The intent is clear when an artist names their album Foreigner. It’s implying that something doesn’t necessarily belong. Not the case here -it’s the debut disc from the UK-Congolese singer Jordan Mackampa. This is a collection of songs that feels anything but unfamiliar – they’re smooth, warm and feel like a warm sweater or the perfect hoodie.
Opener “Magic” is built on a symphony of Mackampa’s vocals, acting as his own sort of barbershop quartet. It’s a fun, bright opener with a subtle, slick horn line that really does a great job of setting the table for what’s to come. “Love at First Sight” is a little more pensive, featuring drippy synths and flanged guitar. There’s a ton of texture in the song – every element and instrument find its own room to breathe and never overpowering another part. It’s a rare commodity these days that pop songs offer real space in their relatively short runtimes.
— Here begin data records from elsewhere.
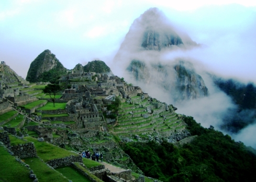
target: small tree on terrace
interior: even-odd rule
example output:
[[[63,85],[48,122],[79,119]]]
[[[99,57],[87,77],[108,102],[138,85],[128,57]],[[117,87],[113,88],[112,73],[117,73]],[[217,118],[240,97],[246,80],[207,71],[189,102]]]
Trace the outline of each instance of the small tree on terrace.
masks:
[[[48,84],[43,89],[44,94],[49,94],[50,97],[53,103],[53,107],[55,107],[55,96],[61,90],[58,84]],[[52,96],[53,97],[52,98]]]

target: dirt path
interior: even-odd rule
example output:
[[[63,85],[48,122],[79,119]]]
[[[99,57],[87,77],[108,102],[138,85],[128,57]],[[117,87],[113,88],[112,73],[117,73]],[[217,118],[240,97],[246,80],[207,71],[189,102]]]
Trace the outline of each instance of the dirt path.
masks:
[[[112,172],[112,173],[120,172],[121,171],[127,170],[127,169],[123,169],[123,168],[118,167],[114,166],[111,164],[106,163],[105,162],[103,162],[101,163],[102,163],[102,164],[103,164],[105,166],[105,168],[108,168],[108,170],[109,170],[110,171],[110,172]]]

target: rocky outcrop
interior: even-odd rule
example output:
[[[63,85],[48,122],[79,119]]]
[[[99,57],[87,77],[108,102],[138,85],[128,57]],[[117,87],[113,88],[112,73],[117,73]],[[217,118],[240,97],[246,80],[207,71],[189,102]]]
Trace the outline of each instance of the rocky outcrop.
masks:
[[[55,55],[46,50],[31,62],[26,79],[30,82],[54,82],[66,70]]]

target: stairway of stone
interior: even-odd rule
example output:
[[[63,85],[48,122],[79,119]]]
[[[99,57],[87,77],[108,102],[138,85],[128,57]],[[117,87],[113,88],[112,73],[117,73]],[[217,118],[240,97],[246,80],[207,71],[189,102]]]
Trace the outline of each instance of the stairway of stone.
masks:
[[[159,108],[153,109],[153,113],[151,114],[145,109],[150,106],[148,99],[142,100],[140,96],[136,96],[132,97],[131,100],[132,104],[122,103],[118,112],[117,124],[114,128],[115,133],[126,135],[129,133],[145,134],[156,131],[163,135],[168,135],[170,133],[185,129],[184,122],[179,119],[175,112],[161,112],[162,109]],[[143,115],[148,117],[142,117]]]

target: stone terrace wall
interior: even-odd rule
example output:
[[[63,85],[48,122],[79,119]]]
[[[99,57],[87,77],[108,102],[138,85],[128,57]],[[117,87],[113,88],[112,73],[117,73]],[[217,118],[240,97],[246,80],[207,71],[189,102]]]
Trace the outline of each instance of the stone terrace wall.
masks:
[[[19,107],[19,106],[22,106],[24,105],[26,105],[26,104],[34,102],[35,101],[38,100],[38,98],[35,98],[31,99],[29,100],[24,100],[20,102],[18,102],[18,103],[14,103],[14,106],[16,107]]]
[[[8,107],[10,107],[10,105],[8,102],[5,102],[0,104],[0,111],[5,110]],[[1,113],[1,115],[3,115],[4,113]]]
[[[50,160],[47,162],[47,164],[55,168],[60,166],[70,166],[72,163],[75,162],[83,162],[82,156],[71,155],[68,157]]]
[[[23,101],[31,99],[30,96],[28,95],[17,97],[7,97],[7,98],[12,101],[13,103],[19,103]]]
[[[14,153],[14,155],[21,158],[37,156],[37,151],[33,142],[12,146],[9,149]]]
[[[65,109],[57,109],[57,110],[36,110],[36,112],[41,112],[42,113],[49,114],[49,115],[57,115],[59,113],[67,113]]]
[[[39,108],[39,107],[44,106],[46,104],[46,103],[47,103],[47,100],[46,100],[46,101],[43,102],[43,103],[35,106],[32,109],[25,109],[26,112],[28,113],[31,113],[35,112],[36,111],[36,109]]]
[[[13,109],[12,108],[12,110],[13,110]],[[7,119],[6,119],[5,121],[2,121],[0,122],[0,125],[3,125],[4,124],[5,124],[6,123],[7,123],[7,122],[10,121],[11,120],[12,120],[13,118],[15,118],[17,116],[18,116],[18,115],[19,114],[18,112],[17,112],[16,114],[15,114],[14,116],[13,116],[12,117],[11,117],[10,118],[8,118]]]
[[[6,131],[0,132],[0,142],[2,142],[6,146],[10,146],[10,139]]]
[[[15,128],[7,127],[5,126],[4,127],[4,130],[6,131],[8,133],[13,134],[14,135],[16,135],[17,134],[17,132],[15,130]]]
[[[103,181],[102,180],[99,179],[99,178],[92,177],[92,175],[91,174],[90,174],[89,171],[88,171],[87,170],[86,167],[85,167],[85,166],[83,163],[80,163],[80,164],[82,166],[83,166],[83,167],[84,167],[85,170],[83,170],[81,169],[78,168],[74,163],[72,163],[71,164],[71,166],[72,167],[73,167],[74,168],[75,168],[76,170],[77,170],[78,172],[79,172],[83,175],[87,177],[91,181],[93,181],[93,182]],[[88,172],[88,173],[86,173],[87,171]],[[96,179],[95,179],[95,178],[96,178]]]
[[[104,165],[101,165],[99,166],[91,167],[88,170],[92,172],[93,171],[99,170],[104,169],[105,169],[105,166]]]

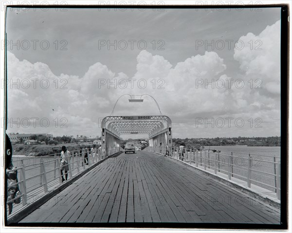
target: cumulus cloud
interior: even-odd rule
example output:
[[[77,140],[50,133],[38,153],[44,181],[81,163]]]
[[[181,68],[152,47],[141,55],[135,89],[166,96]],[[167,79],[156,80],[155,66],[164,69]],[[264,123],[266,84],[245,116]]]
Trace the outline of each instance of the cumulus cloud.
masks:
[[[253,135],[254,128],[247,122],[251,118],[254,121],[260,118],[263,125],[275,123],[277,129],[267,126],[261,128],[260,133],[276,135],[280,122],[279,30],[278,21],[258,36],[248,33],[240,37],[245,46],[241,50],[235,50],[234,55],[240,70],[231,77],[224,73],[228,68],[214,52],[171,64],[162,56],[142,51],[137,56],[136,72],[130,77],[123,72],[115,73],[98,62],[82,77],[66,74],[58,76],[46,64],[19,61],[8,52],[8,118],[14,121],[17,118],[47,118],[50,122],[45,128],[37,121],[36,128],[32,122],[28,128],[13,124],[8,125],[8,130],[100,135],[100,119],[110,114],[120,96],[129,94],[140,98],[145,94],[142,104],[129,103],[130,97],[123,96],[117,103],[114,115],[159,114],[152,96],[163,114],[171,118],[174,137],[224,136],[219,134],[222,132],[240,136],[246,132]],[[249,47],[250,41],[255,49]],[[256,49],[257,46],[262,49]],[[236,83],[238,78],[242,82]],[[260,89],[255,88],[257,85]],[[242,128],[229,128],[226,124],[223,131],[200,128],[196,125],[198,118],[242,118],[245,125]]]

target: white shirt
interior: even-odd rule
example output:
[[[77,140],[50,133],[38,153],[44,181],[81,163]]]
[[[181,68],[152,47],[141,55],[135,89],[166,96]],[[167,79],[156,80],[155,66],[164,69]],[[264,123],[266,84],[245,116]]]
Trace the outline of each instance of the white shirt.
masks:
[[[64,161],[66,161],[69,163],[68,158],[71,155],[70,152],[68,150],[66,150],[65,153],[64,153],[64,151],[62,151],[61,152],[61,159],[62,159],[61,162],[63,162]]]

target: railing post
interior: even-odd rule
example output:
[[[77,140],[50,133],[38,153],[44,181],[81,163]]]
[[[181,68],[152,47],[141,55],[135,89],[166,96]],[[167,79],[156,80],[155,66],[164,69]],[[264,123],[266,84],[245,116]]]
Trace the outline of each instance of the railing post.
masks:
[[[277,164],[277,186],[276,187],[277,198],[281,200],[281,161],[279,160]]]
[[[220,172],[220,153],[218,151],[218,172]]]
[[[48,192],[48,184],[47,183],[47,176],[46,175],[46,170],[45,169],[45,166],[44,166],[44,163],[43,161],[42,158],[40,158],[40,168],[41,173],[42,175],[41,175],[41,177],[43,177],[43,180],[44,181],[44,190],[45,193],[47,193]]]
[[[210,168],[210,151],[208,151],[208,168]]]
[[[60,158],[58,156],[57,158],[57,168],[59,174],[59,182],[62,184],[62,178],[61,177],[61,168],[60,167]]]
[[[248,168],[247,168],[247,186],[249,188],[251,187],[251,178],[252,177],[252,171],[251,169],[251,154],[248,154]]]
[[[277,192],[277,172],[276,169],[276,157],[274,156],[274,179],[275,180],[275,193]]]
[[[228,157],[228,179],[231,179],[231,156]]]
[[[41,158],[40,160],[40,163],[41,162],[41,161],[42,161],[42,159]],[[39,174],[41,174],[42,173],[42,170],[41,170],[41,166],[40,165],[40,164],[39,164]],[[39,176],[39,185],[41,186],[42,185],[42,176]]]
[[[233,177],[233,152],[231,152],[231,176]]]
[[[23,194],[22,196],[22,205],[24,206],[26,205],[27,197],[26,197],[26,179],[25,179],[25,167],[23,164],[23,160],[20,160],[20,166],[21,168],[21,179],[22,180],[21,182],[21,185],[20,185],[20,192]]]
[[[75,153],[75,156],[76,157],[76,161],[77,161],[77,172],[78,173],[79,173],[79,153]]]
[[[206,170],[206,161],[207,160],[207,152],[205,150],[204,153],[204,170]]]
[[[216,154],[215,154],[215,162],[214,163],[214,173],[215,173],[215,174],[217,174],[217,162],[218,162],[218,161],[217,161],[217,158],[218,157],[218,155],[219,154],[219,152],[217,152]]]
[[[56,179],[56,165],[57,163],[57,158],[56,157],[56,154],[54,155],[54,179]]]

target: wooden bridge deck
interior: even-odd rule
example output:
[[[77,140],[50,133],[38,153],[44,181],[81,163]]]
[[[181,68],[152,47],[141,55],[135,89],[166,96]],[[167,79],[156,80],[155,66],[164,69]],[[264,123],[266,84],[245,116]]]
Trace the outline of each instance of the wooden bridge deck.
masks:
[[[280,223],[280,211],[163,156],[101,163],[20,223]]]

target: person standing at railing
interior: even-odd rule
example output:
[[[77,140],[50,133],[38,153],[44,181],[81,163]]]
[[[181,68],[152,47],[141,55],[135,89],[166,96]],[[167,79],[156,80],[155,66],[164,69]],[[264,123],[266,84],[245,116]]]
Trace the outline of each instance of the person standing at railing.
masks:
[[[7,202],[9,202],[8,205],[9,215],[11,214],[12,212],[12,208],[13,202],[10,202],[11,200],[15,198],[17,193],[19,191],[18,180],[17,179],[17,170],[16,167],[13,166],[12,163],[6,169],[6,174],[7,176]]]
[[[83,146],[82,149],[82,156],[84,158],[84,163],[88,165],[88,155],[87,154],[87,148],[85,146]],[[82,166],[83,166],[83,161],[82,161]]]
[[[179,150],[179,154],[180,155],[180,160],[183,161],[183,145],[181,143]]]
[[[68,178],[68,171],[69,170],[69,158],[71,156],[70,152],[67,150],[65,145],[62,146],[62,152],[61,152],[61,176],[62,177],[62,182],[67,180]],[[65,178],[63,176],[63,170],[65,172]]]

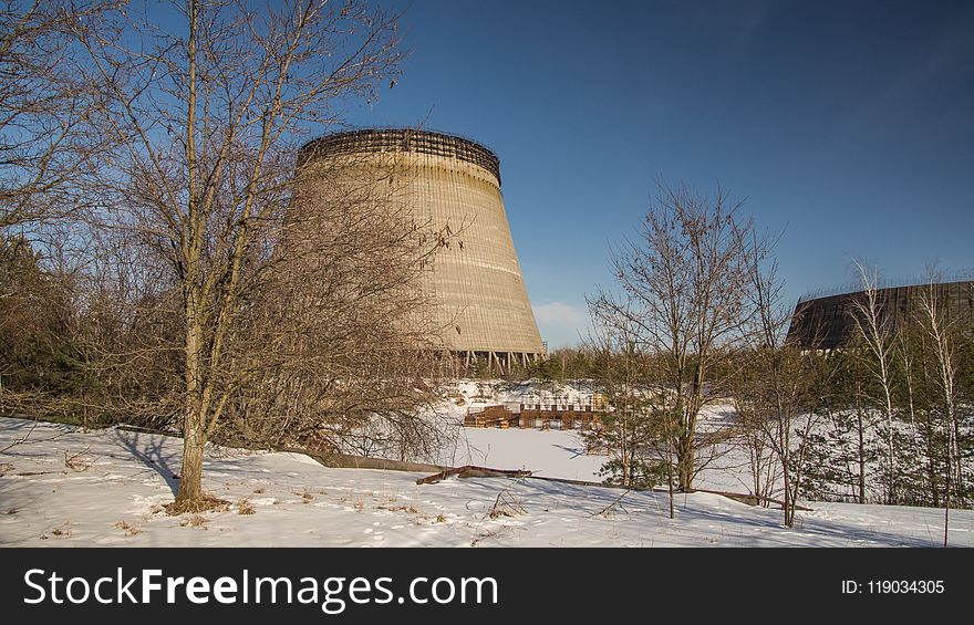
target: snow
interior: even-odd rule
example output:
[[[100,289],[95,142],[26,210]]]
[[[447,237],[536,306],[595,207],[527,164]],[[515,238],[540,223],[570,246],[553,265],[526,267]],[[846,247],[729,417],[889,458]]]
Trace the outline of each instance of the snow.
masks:
[[[572,433],[477,431],[468,431],[470,448],[486,449],[491,466],[574,477],[597,461],[574,455]],[[0,419],[0,544],[933,546],[942,540],[943,511],[936,509],[815,504],[786,530],[778,510],[693,493],[677,497],[676,519],[670,520],[663,492],[531,479],[417,486],[423,473],[330,469],[296,454],[215,447],[207,452],[205,486],[235,506],[168,517],[159,509],[177,488],[180,447],[178,438],[115,428]],[[498,498],[501,506],[491,514]],[[241,500],[252,514],[238,513]],[[953,544],[974,546],[972,529],[974,511],[951,512]]]

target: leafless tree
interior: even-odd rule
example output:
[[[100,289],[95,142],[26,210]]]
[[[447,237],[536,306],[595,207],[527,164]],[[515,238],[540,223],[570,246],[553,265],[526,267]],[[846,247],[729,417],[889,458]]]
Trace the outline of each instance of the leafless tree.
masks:
[[[809,458],[811,434],[822,416],[821,389],[828,385],[828,358],[785,342],[791,321],[784,305],[784,281],[767,247],[746,259],[748,291],[755,314],[747,333],[749,348],[735,371],[734,400],[752,433],[760,433],[781,470],[784,524],[795,524],[801,478]]]
[[[71,7],[97,21],[111,3]],[[76,71],[70,20],[62,2],[0,2],[0,232],[69,213],[108,145],[97,132],[103,93]]]
[[[944,457],[946,459],[946,486],[944,489],[944,546],[947,545],[951,506],[963,506],[963,501],[953,502],[952,488],[959,497],[964,492],[964,472],[961,455],[960,419],[957,416],[957,316],[944,302],[939,290],[939,277],[930,271],[929,284],[923,287],[918,298],[916,316],[929,343],[928,352],[932,354],[931,368],[935,372],[935,381],[942,402],[942,427],[946,441]]]
[[[100,171],[102,225],[137,232],[175,277],[184,452],[175,511],[207,506],[203,451],[247,376],[234,346],[291,202],[299,135],[374,97],[402,56],[394,17],[364,2],[187,0],[74,14],[120,140]],[[168,32],[158,24],[179,24]]]
[[[853,298],[852,320],[858,336],[864,346],[862,362],[872,382],[879,388],[879,397],[874,399],[882,410],[887,426],[887,467],[885,490],[887,503],[895,501],[897,454],[893,445],[893,350],[895,348],[895,330],[885,314],[885,301],[880,291],[879,275],[875,270],[868,269],[859,261],[856,268],[862,292]],[[861,417],[860,417],[861,418]]]
[[[755,238],[739,206],[719,188],[708,198],[661,185],[639,237],[612,252],[621,293],[601,291],[591,302],[607,323],[631,324],[641,347],[662,358],[682,490],[692,489],[701,469],[701,410],[724,396],[722,365],[752,314],[746,268]]]

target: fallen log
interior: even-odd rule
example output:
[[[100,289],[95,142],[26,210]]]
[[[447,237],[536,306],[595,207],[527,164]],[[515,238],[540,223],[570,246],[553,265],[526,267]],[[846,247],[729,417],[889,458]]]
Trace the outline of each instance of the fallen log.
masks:
[[[438,473],[434,473],[432,476],[427,476],[425,478],[419,478],[416,480],[416,483],[436,483],[438,481],[445,480],[450,476],[456,476],[462,479],[466,478],[529,478],[531,477],[531,471],[524,471],[520,469],[491,469],[488,467],[475,467],[474,465],[464,465],[463,467],[455,467],[452,469],[444,469]]]

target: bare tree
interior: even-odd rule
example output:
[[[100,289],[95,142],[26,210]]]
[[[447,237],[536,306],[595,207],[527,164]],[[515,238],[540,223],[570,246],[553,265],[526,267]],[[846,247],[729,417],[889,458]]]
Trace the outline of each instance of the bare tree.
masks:
[[[931,271],[929,284],[923,287],[918,298],[918,311],[921,327],[929,341],[934,369],[934,379],[942,402],[942,427],[946,441],[944,457],[946,459],[946,486],[944,489],[944,546],[947,545],[950,528],[950,514],[952,502],[952,488],[959,494],[964,493],[964,473],[960,445],[960,424],[956,406],[956,378],[957,378],[957,353],[956,353],[956,315],[952,313],[947,303],[942,301],[937,291],[939,282],[936,273]],[[963,506],[963,501],[956,502]]]
[[[856,323],[858,335],[864,345],[866,354],[862,362],[872,382],[879,387],[880,396],[875,398],[878,399],[875,403],[882,410],[887,430],[885,500],[887,503],[892,504],[897,499],[897,454],[893,445],[893,350],[897,345],[894,340],[895,332],[890,319],[885,314],[885,301],[880,292],[877,271],[868,269],[859,261],[854,262],[859,271],[862,292],[860,296],[852,299],[852,320]]]
[[[735,371],[734,400],[748,428],[761,433],[781,470],[784,524],[795,524],[801,480],[812,434],[819,428],[821,389],[828,385],[826,356],[785,342],[791,321],[784,305],[784,281],[770,248],[755,243],[745,259],[748,295],[755,314],[747,333],[749,348]]]
[[[593,382],[605,400],[600,424],[583,434],[590,448],[604,451],[609,461],[601,475],[609,483],[628,488],[670,486],[673,496],[672,437],[665,431],[665,414],[660,409],[659,388],[647,354],[630,326],[619,320],[607,325],[593,310],[593,332],[588,340],[594,358]],[[669,452],[669,455],[667,455]]]
[[[82,0],[72,11],[97,22],[110,6]],[[70,212],[107,147],[96,131],[103,94],[76,71],[70,20],[61,2],[0,2],[0,231]]]
[[[242,364],[232,345],[291,201],[299,131],[332,122],[350,97],[373,97],[401,52],[395,18],[355,0],[187,0],[165,10],[165,19],[120,11],[99,24],[75,14],[71,28],[110,101],[103,128],[122,142],[100,173],[96,217],[154,239],[178,284],[184,450],[174,510],[190,511],[208,506],[204,446],[247,379],[228,374]]]
[[[591,302],[607,323],[631,324],[641,346],[662,358],[682,490],[693,488],[701,468],[701,410],[726,390],[722,364],[750,314],[746,268],[755,238],[739,206],[719,188],[708,198],[661,185],[639,237],[612,252],[621,294],[601,291]]]

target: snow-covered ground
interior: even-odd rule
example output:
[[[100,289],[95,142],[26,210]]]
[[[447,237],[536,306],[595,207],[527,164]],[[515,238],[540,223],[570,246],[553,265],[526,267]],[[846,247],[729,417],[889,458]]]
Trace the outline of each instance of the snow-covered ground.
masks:
[[[530,448],[531,468],[542,475],[549,461],[550,472],[587,470],[580,462],[589,460],[574,458],[574,469],[556,461],[559,436],[571,433],[480,431],[488,438],[510,435]],[[543,440],[551,449],[536,449],[535,441]],[[329,469],[300,455],[216,448],[207,456],[205,486],[234,506],[168,517],[160,508],[173,500],[180,442],[0,419],[0,544],[932,546],[942,540],[943,511],[934,509],[815,504],[786,530],[780,511],[714,494],[680,496],[676,519],[670,520],[660,492],[623,496],[508,479],[417,486],[422,473]],[[506,463],[511,446],[501,451],[491,438],[487,447],[488,463]],[[518,460],[510,466],[526,463]],[[252,514],[240,513],[248,510]],[[974,511],[951,513],[953,544],[974,546],[972,530]]]

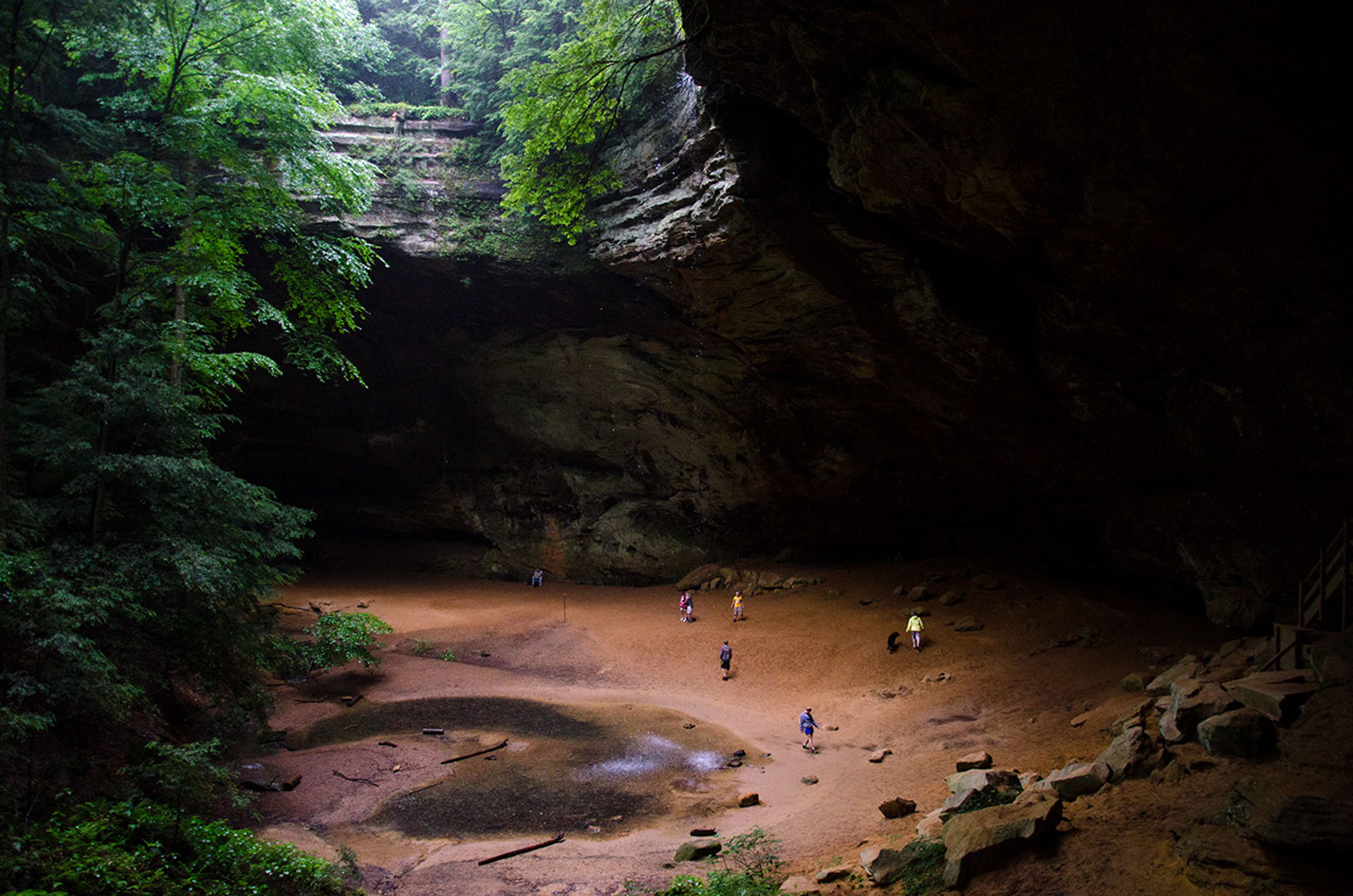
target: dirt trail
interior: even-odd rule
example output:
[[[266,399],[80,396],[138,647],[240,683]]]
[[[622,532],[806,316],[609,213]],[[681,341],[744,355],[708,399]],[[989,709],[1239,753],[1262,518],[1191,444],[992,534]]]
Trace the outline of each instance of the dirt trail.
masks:
[[[693,826],[716,827],[721,836],[760,826],[782,842],[790,870],[808,872],[854,862],[865,842],[909,841],[919,816],[885,820],[878,804],[902,796],[920,812],[938,807],[947,796],[944,776],[973,750],[989,751],[1000,767],[1045,774],[1074,758],[1093,758],[1108,743],[1104,728],[1141,698],[1126,694],[1119,681],[1130,671],[1149,671],[1143,646],[1169,658],[1212,650],[1227,637],[1199,619],[1124,591],[1042,579],[1000,564],[982,567],[1001,579],[999,590],[951,575],[969,567],[967,560],[931,560],[786,568],[817,575],[821,585],[751,596],[747,619],[737,624],[725,591],[701,591],[697,621],[689,625],[678,621],[676,591],[670,586],[548,582],[530,589],[436,574],[308,577],[291,589],[287,604],[325,609],[367,604],[395,633],[386,636],[386,663],[377,671],[342,670],[300,689],[277,689],[272,725],[290,730],[291,742],[307,725],[344,713],[356,717],[363,707],[432,697],[528,697],[564,707],[645,705],[685,713],[697,725],[727,730],[747,759],[740,769],[713,774],[720,788],[709,793],[717,793],[717,801],[674,797],[671,815],[635,827],[624,819],[610,824],[598,819],[599,834],[586,830],[583,822],[591,819],[574,819],[560,824],[563,843],[479,866],[487,855],[543,838],[413,838],[371,816],[396,793],[445,773],[440,761],[446,755],[467,744],[488,744],[503,731],[448,731],[459,738],[452,743],[414,732],[392,739],[395,747],[363,738],[269,757],[303,773],[304,781],[291,793],[261,800],[264,834],[329,855],[349,847],[367,870],[369,892],[402,896],[610,895],[625,880],[656,882],[676,873],[662,865]],[[938,571],[946,581],[931,590],[957,589],[963,601],[942,606],[928,600],[924,650],[904,646],[889,654],[888,635],[904,627],[911,606],[893,589]],[[951,623],[967,616],[982,623],[981,631],[955,632]],[[306,614],[294,621],[304,624]],[[1091,646],[1081,640],[1053,647],[1096,631]],[[426,639],[430,652],[413,655],[417,639]],[[728,682],[718,671],[724,639],[733,648]],[[456,662],[440,659],[448,647]],[[947,681],[923,682],[942,671]],[[353,709],[337,701],[354,693],[363,697]],[[298,702],[319,698],[323,702]],[[800,747],[796,728],[808,705],[828,727],[817,738],[817,755]],[[1070,720],[1086,711],[1088,720],[1073,728]],[[882,747],[893,754],[869,763],[869,754]],[[511,780],[506,773],[517,758],[503,751],[491,774]],[[391,770],[395,765],[398,771]],[[377,786],[336,777],[334,769]],[[805,785],[805,776],[819,782]],[[1128,786],[1137,785],[1149,786]],[[756,790],[762,804],[733,808],[732,793],[741,790]],[[1192,804],[1204,796],[1180,790],[1177,799]],[[1131,800],[1119,803],[1118,811],[1112,797],[1085,803],[1081,815],[1095,816],[1093,830],[1077,827],[1077,811],[1069,812],[1074,834],[1063,836],[1053,861],[1065,864],[1070,857],[1100,870],[1069,874],[1076,882],[1061,892],[1181,892],[1166,830],[1139,817],[1143,813]],[[1076,858],[1078,843],[1085,846],[1082,859]],[[1114,866],[1119,854],[1123,870],[1105,877],[1103,869]],[[1153,855],[1158,861],[1142,861]],[[1005,878],[994,876],[993,885],[996,880]],[[850,892],[848,885],[842,892]],[[967,892],[982,893],[982,878]],[[1023,891],[1007,881],[990,892]],[[1045,880],[1038,892],[1058,891]]]

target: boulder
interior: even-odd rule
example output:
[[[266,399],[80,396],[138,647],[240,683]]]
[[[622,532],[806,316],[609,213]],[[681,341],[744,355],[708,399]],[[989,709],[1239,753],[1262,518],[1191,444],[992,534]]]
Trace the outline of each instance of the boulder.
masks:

“What Am I,” rounding out the album’s first half, is one the true show stopping moments. Full swelling, dramatic strings and a communal choir, it certainly has earned the Marvin Gaye comparisons that have been bandied about. The album’s title track is a mostly-acoustic number that almost feels like it could have been written for Mumford and Sons. “Care for Your Mother” is a beautiful, lush soul ballad that will someday sound great in a room full of people. The final refrain is one that begs to be repeated while cell phone flashlights sway from side to side in the distance, whenever that happens again. Many songs on this album feel like they’re going to be much bigger than intended.
Foreigner is a very strong debut. It sounds like Mackampa is an artist who has excellent songwriting chops and is great at establishing a powerful ambience around them. It’s hard not to think about what he will be doing as he moves further down the road. It’s a heck of record that offers a tantalizing peak for someone just coming into their own. You’ll hear from Jordan Mackampa again soon, and it will likely sound even more impressive than this skillful first entry.